Sitting in his seat, Louis was feeling sorry for himself. Another opportunity blown, and what made it worse, she had seen him staring at her, now she probably thought he was a pervert. He quickly downed the remainder of the scotch and placed the glass on the table beside him. The ice bounced of the sides of the glass making tink- tink sounds. He stared at his hands in his lap. He was broken from his chance when he heard someone speak from the chair to his left.
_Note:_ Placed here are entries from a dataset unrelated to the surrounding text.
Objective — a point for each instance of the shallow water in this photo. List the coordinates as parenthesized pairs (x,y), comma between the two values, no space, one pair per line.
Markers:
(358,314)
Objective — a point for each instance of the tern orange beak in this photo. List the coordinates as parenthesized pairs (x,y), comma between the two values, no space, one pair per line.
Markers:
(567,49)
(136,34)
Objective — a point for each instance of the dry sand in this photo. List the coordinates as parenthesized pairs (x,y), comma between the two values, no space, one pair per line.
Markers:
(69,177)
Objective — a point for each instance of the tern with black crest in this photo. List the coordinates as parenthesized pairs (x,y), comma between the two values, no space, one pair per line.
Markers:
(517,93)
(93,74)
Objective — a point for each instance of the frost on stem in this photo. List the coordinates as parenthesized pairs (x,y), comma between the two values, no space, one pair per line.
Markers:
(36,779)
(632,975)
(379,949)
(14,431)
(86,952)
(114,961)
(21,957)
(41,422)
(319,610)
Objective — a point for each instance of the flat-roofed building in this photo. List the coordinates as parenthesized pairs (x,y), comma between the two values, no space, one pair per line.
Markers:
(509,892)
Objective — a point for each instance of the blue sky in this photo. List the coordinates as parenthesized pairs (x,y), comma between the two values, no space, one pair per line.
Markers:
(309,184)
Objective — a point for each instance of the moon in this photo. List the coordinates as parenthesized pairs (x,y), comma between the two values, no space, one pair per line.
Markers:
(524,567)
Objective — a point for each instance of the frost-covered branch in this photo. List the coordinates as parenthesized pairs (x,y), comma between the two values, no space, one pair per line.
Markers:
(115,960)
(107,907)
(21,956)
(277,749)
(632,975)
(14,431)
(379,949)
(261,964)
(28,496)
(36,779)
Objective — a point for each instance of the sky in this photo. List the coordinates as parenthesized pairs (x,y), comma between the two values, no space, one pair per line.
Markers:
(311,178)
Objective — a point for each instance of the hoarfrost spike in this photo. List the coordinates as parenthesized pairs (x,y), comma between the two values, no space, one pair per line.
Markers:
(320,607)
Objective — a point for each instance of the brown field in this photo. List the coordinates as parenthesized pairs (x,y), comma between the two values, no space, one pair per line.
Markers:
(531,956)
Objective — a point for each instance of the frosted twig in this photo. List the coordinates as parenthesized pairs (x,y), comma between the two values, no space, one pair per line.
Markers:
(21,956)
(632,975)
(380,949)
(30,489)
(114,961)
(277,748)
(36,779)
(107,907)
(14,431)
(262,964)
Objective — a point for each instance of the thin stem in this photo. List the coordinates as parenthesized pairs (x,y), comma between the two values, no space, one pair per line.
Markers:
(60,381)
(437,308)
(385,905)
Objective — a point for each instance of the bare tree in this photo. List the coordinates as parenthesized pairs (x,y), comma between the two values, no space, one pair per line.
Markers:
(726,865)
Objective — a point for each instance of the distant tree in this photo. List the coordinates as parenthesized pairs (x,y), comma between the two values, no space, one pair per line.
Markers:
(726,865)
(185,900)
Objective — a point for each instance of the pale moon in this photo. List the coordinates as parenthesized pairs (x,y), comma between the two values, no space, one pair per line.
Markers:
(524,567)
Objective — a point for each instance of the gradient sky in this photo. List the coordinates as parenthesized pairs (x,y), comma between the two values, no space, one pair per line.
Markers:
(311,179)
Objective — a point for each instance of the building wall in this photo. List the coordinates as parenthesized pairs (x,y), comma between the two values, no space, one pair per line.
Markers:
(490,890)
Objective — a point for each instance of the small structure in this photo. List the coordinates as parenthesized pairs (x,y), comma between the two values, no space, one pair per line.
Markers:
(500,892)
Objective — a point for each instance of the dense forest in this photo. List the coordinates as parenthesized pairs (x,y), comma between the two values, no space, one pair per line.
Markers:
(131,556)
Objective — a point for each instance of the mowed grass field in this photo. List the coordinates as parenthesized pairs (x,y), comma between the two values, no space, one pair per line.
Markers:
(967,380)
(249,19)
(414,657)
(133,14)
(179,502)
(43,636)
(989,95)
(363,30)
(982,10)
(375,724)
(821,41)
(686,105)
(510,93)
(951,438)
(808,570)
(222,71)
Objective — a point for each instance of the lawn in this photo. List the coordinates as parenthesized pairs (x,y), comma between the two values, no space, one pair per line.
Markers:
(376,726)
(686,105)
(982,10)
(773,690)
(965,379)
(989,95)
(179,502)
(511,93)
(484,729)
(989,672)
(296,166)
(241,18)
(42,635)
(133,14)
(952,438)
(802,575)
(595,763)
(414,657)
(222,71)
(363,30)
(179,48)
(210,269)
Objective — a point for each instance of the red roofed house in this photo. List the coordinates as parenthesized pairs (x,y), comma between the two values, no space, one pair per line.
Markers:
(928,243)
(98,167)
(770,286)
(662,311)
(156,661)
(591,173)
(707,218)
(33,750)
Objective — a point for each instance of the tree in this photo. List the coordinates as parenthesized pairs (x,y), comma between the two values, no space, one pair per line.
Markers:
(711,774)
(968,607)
Startled he nearly jumped out of his seat. Looking to the chair and Elise was sitting there looking at him with her beautiful eyes. Louis felt his heart accelerate. She had thrown the towel over the back of her chair leaving her bikini exposed. "I said, hi." She said sweetly. Nervously Louis replied, "Hi." His armpits were beginning to sweat. With a smile on her face she said, "I saw you looking at me." Louis felt his face grow red with embarrassment. He was breathing heavier by the second. "You saw?" "Yes." She sipped her drink. "Then I figured, here I am, single, and judging by the way you were looking at my body, you're single. Why not try it out?" Louis was speechless. He never, not in a million years thought this would happen. "Would you like to join me for dinner at my place?" Elise said smiling. This was his chance. Don't blow this, he told himself. "Y-Yes. S-Sure I'll have d-d-dinner with you." Gooood job. Nice first impression. He said to himself sarcastically. She stood up, and sipped more of the concoction she had. "Room two-oh- three, seven o'clock. Don't be late." She said as she walked away, sliding her hand across his chin. Elise finished her drink and returned the empty glass to the bar and left.
Louis nearly exploded in jubilation. He felt like he could float away on a strong breeze. He returned his empty glass to Derek at the bar, aware that he had the biggest smile across his face.